The episode starts off with Molly hungover. She's slept with her ex-husband Kenny, hours after Zach quasi-broke off their sort-of-secret-ish relationship. She's lying in bed, thinking, "Oh, he feels as weird as I do; good," when Kenny begins showering her with compliments. Then, uh oh, the doorbell rings and it's Zach, with a breakfast-in-bed tray and a heartfelt apology.

If this beginning wasn't enough, we finally discover the stalker's identity. It's Charlotte, Molly's romance-novel-writing fellow workshop student, but this time she's toting a revolver instead of a notebook. She was the one leaking Molly's journal entries to Dizzyland (Hollywood's premiere gossip blog), making our heroine a pariah among the Beverly Hills social elite. The stalker's threats had been escalating (most recently it was a "Die Slut Die" note attached to a sandwich), until now, when Charlotte decides to hold her unrequited object of affection and his lover hostage.

A messy sequence of events follows and we have the love triangle all in the same room, with Charlotte demanding that Molly reveal her betrayal to Zach. Rodney and Felix burst in, and the former saves the day. ("Forgot my cape and tights.")

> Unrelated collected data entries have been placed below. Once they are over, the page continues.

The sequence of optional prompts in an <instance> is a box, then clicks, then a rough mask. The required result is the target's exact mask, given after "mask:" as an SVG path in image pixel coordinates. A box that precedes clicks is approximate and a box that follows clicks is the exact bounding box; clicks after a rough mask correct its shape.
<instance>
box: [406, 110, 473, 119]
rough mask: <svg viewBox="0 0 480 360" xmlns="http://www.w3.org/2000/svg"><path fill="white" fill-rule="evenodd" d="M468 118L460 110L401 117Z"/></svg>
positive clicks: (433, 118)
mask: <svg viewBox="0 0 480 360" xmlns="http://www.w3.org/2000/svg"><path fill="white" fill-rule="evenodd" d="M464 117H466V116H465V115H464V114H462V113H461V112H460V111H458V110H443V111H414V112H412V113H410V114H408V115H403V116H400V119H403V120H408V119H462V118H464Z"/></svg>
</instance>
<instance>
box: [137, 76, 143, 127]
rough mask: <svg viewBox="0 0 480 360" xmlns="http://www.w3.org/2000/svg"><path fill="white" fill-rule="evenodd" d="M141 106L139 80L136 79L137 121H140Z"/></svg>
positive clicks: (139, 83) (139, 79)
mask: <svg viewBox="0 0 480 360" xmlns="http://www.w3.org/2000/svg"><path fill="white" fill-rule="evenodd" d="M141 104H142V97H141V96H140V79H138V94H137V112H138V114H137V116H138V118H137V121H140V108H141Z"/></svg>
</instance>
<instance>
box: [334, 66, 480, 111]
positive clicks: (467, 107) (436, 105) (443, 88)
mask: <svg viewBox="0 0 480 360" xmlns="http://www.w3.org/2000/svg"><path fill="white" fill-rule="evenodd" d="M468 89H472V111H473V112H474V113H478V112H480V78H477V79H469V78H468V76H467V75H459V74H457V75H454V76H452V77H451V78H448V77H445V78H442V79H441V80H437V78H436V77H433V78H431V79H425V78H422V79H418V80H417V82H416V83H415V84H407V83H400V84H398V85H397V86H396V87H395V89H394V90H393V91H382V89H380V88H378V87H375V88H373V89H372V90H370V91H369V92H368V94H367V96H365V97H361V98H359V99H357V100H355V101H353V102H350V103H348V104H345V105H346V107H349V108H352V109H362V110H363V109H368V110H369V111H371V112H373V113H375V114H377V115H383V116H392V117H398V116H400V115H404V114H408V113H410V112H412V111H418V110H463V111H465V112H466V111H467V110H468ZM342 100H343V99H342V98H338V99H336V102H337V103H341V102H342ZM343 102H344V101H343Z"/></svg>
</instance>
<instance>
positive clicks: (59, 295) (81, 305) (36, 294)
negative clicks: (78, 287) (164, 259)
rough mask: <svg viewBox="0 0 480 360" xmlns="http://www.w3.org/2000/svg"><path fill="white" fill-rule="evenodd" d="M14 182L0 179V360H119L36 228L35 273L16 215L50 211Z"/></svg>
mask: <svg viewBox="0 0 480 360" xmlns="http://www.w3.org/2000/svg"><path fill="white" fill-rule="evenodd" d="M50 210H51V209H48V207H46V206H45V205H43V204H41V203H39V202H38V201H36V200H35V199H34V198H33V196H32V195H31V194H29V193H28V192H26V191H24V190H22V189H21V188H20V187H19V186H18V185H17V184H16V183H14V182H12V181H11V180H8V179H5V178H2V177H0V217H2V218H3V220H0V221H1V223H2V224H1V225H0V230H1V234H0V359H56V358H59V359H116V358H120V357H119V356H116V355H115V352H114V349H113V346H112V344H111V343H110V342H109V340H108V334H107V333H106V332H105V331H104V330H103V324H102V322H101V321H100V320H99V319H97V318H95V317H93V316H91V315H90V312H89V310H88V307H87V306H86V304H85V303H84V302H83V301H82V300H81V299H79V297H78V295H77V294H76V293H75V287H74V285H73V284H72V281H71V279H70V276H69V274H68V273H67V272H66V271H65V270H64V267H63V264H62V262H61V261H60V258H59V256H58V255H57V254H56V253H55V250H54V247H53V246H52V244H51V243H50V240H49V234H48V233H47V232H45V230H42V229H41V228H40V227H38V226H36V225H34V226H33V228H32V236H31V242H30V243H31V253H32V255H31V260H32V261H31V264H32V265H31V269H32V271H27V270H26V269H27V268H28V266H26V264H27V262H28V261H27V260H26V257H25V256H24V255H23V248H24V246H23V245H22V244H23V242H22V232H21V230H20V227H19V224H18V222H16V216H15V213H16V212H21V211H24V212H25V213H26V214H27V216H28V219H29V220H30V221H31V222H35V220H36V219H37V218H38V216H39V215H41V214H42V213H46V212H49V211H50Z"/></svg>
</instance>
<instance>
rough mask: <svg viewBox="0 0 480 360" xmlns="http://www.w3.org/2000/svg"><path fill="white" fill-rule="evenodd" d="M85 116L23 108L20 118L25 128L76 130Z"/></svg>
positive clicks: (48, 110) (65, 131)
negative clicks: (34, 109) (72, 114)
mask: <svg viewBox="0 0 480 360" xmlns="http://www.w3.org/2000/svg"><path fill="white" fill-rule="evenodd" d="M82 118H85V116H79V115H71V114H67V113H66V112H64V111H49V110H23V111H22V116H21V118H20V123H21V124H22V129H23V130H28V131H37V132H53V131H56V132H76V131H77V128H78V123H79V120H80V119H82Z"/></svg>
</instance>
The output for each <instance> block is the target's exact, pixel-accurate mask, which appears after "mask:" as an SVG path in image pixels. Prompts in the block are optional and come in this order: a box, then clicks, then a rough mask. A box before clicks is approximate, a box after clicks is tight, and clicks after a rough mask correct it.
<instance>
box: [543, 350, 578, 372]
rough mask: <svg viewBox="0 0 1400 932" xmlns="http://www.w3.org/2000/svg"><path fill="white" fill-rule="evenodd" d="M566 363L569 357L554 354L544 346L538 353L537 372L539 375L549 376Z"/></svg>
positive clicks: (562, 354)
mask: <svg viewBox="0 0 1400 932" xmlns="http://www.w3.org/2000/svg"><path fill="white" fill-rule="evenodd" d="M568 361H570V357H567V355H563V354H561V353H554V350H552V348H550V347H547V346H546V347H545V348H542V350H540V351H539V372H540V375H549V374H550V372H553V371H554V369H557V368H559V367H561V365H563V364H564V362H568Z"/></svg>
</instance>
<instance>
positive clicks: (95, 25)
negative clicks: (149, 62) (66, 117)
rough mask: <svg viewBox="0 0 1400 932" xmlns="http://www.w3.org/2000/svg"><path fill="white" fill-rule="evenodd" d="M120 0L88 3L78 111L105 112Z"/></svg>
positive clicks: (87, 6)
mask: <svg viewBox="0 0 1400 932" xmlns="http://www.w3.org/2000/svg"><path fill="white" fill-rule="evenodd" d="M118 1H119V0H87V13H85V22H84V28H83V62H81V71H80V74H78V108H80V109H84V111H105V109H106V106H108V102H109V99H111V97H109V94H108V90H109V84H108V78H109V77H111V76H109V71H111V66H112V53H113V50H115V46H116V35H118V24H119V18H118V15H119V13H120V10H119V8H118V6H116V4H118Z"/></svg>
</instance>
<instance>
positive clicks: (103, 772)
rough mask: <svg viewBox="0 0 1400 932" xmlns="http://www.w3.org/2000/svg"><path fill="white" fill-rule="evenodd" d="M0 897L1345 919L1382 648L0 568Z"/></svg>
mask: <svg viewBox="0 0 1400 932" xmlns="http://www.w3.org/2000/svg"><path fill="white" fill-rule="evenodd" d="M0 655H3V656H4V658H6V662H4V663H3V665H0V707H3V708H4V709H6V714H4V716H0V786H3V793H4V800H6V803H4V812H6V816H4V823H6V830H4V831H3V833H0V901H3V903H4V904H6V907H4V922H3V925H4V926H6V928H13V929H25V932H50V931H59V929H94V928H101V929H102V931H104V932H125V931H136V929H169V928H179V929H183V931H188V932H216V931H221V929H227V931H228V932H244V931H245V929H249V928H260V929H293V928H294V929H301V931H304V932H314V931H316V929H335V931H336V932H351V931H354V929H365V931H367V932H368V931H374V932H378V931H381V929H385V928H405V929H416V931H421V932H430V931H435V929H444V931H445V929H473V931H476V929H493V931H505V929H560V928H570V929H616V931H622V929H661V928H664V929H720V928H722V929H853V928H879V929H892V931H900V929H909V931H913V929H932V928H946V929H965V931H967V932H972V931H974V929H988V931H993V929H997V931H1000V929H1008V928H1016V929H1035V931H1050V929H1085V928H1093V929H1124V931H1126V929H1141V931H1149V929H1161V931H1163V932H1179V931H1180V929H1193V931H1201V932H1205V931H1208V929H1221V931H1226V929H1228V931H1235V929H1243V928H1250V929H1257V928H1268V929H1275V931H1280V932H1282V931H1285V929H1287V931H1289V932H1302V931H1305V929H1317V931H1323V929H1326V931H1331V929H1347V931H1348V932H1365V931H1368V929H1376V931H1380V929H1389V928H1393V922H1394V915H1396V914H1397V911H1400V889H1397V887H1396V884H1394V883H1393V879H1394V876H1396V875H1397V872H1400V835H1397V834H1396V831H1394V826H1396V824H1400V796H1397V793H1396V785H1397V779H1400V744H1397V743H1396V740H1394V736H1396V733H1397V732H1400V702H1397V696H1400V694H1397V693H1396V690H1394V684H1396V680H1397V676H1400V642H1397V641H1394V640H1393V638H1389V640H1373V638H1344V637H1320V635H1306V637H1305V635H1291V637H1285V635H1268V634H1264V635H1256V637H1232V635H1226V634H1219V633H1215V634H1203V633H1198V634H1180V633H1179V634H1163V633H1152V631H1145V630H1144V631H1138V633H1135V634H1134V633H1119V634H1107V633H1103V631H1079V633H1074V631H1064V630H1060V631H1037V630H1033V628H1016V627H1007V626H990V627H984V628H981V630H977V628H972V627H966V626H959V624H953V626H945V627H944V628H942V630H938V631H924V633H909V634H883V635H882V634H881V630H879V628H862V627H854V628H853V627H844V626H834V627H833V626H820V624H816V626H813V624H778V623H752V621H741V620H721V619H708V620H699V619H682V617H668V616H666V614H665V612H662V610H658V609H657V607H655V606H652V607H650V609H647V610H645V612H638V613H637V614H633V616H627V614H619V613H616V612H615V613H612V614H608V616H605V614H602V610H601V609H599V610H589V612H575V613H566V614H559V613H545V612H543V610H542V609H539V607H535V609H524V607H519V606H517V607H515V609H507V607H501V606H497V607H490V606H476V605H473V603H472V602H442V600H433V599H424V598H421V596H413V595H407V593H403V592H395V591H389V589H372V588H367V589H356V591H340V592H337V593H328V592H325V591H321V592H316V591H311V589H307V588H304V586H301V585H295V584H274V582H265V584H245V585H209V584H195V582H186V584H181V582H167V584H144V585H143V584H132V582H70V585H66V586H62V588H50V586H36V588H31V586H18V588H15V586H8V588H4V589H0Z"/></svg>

And so the stalking premise is over. There will be no more humiliating gossip leaks to Dizzyland, no more would-be threatening gestures that fall short of actual intimidation. What's next? The full-length series has already proven itself more goofy and less pessimistic than its miniseries predecessor. The resolution of the conflicts that seemed to be the narrative vehicle in this incarnation suggests that maybe we're going back to the resolution-of-feelings style plot construct we saw last year. But wait! In the final moments of the episode, we find out that Joan and Pappy have gone missing. Maybe USA is sticking with light-hearted mystery and intrigue, after all.